On the drive out, Isabel passed the little motel where she and Paul used to meet. She imagined the Indian couple inside the office. They’d be watching TV, the wife sitting nearest to the door the way she always did. By the light of the flickering screen you’d see her long dark hair spilling over her shoulders and into her lap.
Isabel drove beneath great stands of giant sequoias. She looped off the main road into the deeper foothills. The place where she parked wasn’t a parking lot at all but more of an informal pullout. She gathered her items and set off into the woods. The fast pace of too-hot-to-handle Silicon Valley fell behind her and was replaced by a cool misty calm. Time measured differently in the forest, by dripping dewdrops and dappled sunlight. After a few minutes of walking, she found a flat spot at the base of a tall tree. She dropped to her knees. A rush of birdwing occurred somewhere above her—a hawk maybe, or perhaps a dove.

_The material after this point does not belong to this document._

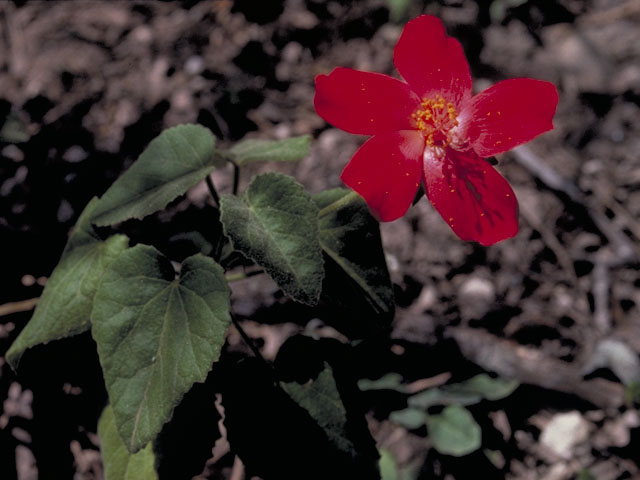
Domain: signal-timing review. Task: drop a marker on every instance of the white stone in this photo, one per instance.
(564, 432)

She closed her eyes and bowed her head. Her hair fell forward. Within the dark tent of it, the loamy scent of the earth embraced her senses. It was the same kind of thick moist air she’d breathed all her life in Ireland. She inhaled deeply and held in her breath. She felt rooted to the spot, almost at home. She might stay there forever. She released the breath and let her chant begin. Samma sati, Samma kammanta, Samma vaca. She said it again and again. For the briefest instant she felt a sliver of redemption. With head bowed and eyes squeezed shut she swept her hands across the ground in search of the scissors.